C’est une race étrange de penseurs. Une espèce menacée dans un pays qui ne jure que par le Progrès et l’Égalité. Celle des anarcho-conservateurs, qui en tiennent pour l’ordre et pour la liberté. Ou plus exactement qui souhaitent «ce minimum d’ordre qui assure un maximum de liberté», selon la formule de Gustave Thibon.

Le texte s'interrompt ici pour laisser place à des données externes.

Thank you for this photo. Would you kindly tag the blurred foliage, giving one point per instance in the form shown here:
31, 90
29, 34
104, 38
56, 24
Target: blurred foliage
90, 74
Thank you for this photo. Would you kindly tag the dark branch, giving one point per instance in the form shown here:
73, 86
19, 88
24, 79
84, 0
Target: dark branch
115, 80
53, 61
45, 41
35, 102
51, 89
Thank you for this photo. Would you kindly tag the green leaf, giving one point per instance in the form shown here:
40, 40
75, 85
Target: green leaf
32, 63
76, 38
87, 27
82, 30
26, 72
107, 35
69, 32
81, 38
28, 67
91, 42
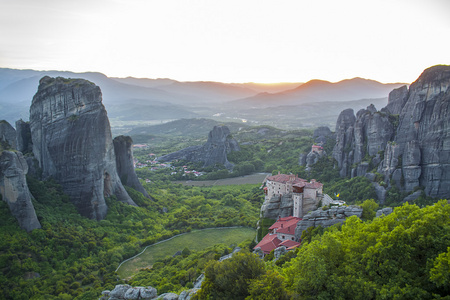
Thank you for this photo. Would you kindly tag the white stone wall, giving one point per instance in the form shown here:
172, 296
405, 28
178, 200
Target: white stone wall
298, 205
285, 236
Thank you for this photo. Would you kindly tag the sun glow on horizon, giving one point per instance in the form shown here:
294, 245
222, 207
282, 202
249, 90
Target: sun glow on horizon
227, 41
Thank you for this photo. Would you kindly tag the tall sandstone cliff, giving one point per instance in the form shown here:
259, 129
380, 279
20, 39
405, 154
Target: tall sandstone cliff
408, 141
14, 189
72, 141
214, 151
124, 162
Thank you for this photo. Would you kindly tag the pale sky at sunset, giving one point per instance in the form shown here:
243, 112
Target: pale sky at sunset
229, 41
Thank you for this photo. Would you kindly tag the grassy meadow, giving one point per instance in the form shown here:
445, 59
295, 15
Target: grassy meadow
195, 241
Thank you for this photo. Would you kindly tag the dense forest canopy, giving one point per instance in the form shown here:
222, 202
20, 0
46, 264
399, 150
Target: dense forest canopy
403, 255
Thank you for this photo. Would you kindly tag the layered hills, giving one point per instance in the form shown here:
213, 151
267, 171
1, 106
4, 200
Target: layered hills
408, 141
70, 138
214, 151
133, 102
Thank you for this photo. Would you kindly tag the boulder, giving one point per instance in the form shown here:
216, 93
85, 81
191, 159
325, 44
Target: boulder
72, 142
119, 291
326, 218
187, 295
413, 196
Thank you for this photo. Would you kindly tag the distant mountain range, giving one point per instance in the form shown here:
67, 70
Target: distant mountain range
140, 101
323, 91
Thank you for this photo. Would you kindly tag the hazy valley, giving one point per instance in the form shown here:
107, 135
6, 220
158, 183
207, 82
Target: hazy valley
91, 176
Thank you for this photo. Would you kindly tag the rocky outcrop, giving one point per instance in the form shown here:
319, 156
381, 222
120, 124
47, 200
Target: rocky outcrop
23, 137
342, 151
384, 212
408, 141
424, 128
321, 134
124, 162
7, 134
326, 218
14, 189
396, 101
72, 142
125, 291
214, 151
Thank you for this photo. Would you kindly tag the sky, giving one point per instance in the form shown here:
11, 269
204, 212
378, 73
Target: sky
228, 41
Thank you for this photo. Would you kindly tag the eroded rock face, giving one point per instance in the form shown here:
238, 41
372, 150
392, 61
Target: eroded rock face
278, 206
214, 151
72, 141
412, 131
424, 129
396, 100
342, 151
14, 189
23, 137
124, 162
7, 134
326, 218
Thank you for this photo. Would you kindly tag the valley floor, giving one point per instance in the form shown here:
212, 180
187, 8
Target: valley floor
248, 179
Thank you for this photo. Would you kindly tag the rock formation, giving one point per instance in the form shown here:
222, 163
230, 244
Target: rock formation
14, 189
124, 162
279, 206
326, 218
125, 291
23, 137
408, 141
214, 151
7, 134
72, 142
321, 134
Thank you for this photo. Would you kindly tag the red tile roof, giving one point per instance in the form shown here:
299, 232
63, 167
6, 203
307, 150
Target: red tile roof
268, 243
283, 178
289, 244
286, 225
282, 224
311, 185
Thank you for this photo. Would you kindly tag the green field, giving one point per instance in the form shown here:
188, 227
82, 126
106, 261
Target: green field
248, 179
195, 241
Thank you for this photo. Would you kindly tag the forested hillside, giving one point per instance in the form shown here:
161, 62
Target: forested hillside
73, 257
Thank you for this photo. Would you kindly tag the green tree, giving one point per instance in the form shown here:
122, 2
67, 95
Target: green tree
269, 286
231, 278
369, 209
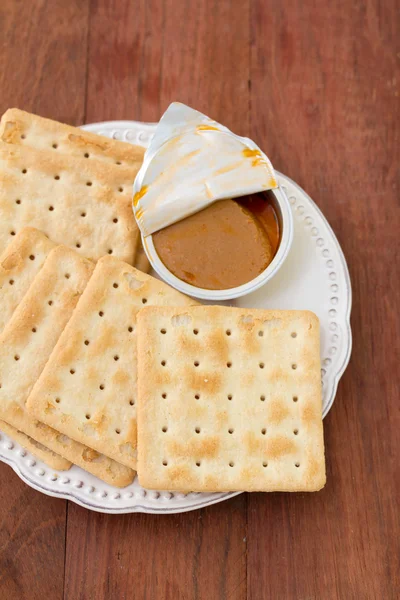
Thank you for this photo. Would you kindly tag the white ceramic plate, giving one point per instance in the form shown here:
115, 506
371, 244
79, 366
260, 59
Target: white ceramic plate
314, 277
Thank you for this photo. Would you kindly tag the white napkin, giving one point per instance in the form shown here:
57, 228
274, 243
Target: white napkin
192, 162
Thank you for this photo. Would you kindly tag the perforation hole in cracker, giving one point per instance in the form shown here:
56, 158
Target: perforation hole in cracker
237, 413
50, 184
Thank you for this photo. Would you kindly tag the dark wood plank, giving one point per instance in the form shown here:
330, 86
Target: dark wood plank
325, 106
32, 541
144, 55
43, 70
197, 555
43, 67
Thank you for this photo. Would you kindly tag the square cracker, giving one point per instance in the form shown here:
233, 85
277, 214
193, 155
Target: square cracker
19, 264
97, 403
20, 127
76, 202
25, 346
229, 399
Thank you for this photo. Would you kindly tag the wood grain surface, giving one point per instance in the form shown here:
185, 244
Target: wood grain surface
316, 84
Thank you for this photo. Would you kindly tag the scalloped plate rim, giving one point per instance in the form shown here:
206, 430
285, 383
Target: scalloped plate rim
138, 507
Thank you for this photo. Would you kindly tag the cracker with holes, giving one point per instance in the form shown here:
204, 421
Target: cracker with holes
76, 202
92, 370
229, 399
19, 264
20, 127
25, 346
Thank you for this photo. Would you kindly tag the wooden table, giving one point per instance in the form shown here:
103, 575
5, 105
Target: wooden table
316, 85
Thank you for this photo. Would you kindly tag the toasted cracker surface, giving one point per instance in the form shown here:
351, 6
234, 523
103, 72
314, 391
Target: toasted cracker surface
20, 127
92, 370
82, 204
53, 460
229, 399
19, 264
25, 345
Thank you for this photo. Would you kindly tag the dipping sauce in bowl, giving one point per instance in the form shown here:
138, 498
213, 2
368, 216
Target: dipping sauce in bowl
224, 246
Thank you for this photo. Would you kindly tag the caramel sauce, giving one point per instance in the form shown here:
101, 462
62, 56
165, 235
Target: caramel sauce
261, 207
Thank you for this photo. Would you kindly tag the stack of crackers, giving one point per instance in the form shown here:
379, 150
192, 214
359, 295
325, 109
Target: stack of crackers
107, 368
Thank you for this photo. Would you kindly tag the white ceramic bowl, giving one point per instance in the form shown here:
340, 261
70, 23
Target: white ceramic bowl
284, 214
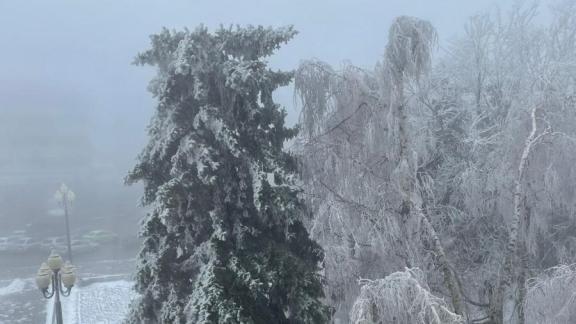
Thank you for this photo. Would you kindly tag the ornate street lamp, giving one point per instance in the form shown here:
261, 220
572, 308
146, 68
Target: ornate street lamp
65, 197
55, 278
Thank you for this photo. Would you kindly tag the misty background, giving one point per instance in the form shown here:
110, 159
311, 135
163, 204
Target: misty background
74, 110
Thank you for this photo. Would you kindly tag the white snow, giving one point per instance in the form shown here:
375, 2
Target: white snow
17, 285
97, 303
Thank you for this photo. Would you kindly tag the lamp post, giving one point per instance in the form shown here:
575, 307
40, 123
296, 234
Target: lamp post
55, 278
65, 197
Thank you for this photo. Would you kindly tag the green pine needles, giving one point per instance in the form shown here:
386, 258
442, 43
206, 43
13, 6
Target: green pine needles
223, 241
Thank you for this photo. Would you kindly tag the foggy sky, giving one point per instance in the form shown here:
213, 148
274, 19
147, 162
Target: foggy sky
75, 56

À l’heure où l’on envisage de mettre des portiques à l’entrée des écoles, parce qu’on est incapable de contrôler nos frontières, où l’on renonce à nos libertés parce que le désordre a été institué en règle du monde, on comprend la profondeur de cette formule.
La publication de textes inédits sous le titre Propos d’avant-hier pour après-demain (Mame éditions), qui rassemble des notes éparses de conférences permet de se plonger dans la pensée du philosophe paysan ardéchois. Qui est Gustave Thibon ? «Manant, fils de manant, gallo-romain et gentilhomme» : la définition du Méridional par Mistral lui allait comme un gant. Fils de paysans, Gustave Thibon est un autodidacte. Disciple de Jacques Maritain et de Gabriel Marcel, lecteur de saint Thomas d’Aquin et de Nietzsche, admiré par Charles Maurras et ami de Simone Weil, Thibon échappe aux classifications habituelles de l’histoire de la pensée.
Une philosophie du « bon sens »
Pour son accent du Midi et son goût du bon mot, les pédants le reléguèrent dans la catégorie des moralistes folkloriques. Pour son traditionalisme, on lui collera l’étiquette infamante de «théoricien de Vichy», alors qu’il ne reçut aucun honneur du régime de Pétain, dont il se tint à distance. Sa philosophie du «bon sens» était trop sensée pour les adeptes de la déconstruction et trop simple pour les jargonneurs conceptuels qui peuplent l’université.
La pensée de Thibon est un conservatisme, car elle est tout entière pensée de la médiation et de l’incarnation. Contre les abstractions progressistes et la mythologie du Progrès qui tient les traditions comme des vestiges obsolètes plutôt que comme des solutions ayant traversé le temps, il prône un réalisme fondé sur une conception tragique de la nature humaine. Il existe une dépendance du supérieur à l’égard de l’inférieur : la pensée a besoin du corps, l’homme de la terre, l’idée de l’incarnation. «La rose a besoin du fumier, mais le fumier n’a pas besoin de la rose.»
C’est pourquoi nous autres humains avons besoin d’être liés par autre chose que des principes. Dans ces textes, Thibon creuse la question des metaxu, que Simone Weil définissait ainsi : «ces biens relatifs et mélangés (foyer, patrie, traditions, culture) qui réchauffent et nourrissent l’âme et sans lesquels, en dehors de la sainteté, une vie humaine n’est pas possible». Ces corps intermédiaires entre le ciel et la terre, ces attachements humains, dont nous avons besoin pour vivre, car nous sommes des animaux politiques. «C’est par le particulier que l’homme accède à l’universel».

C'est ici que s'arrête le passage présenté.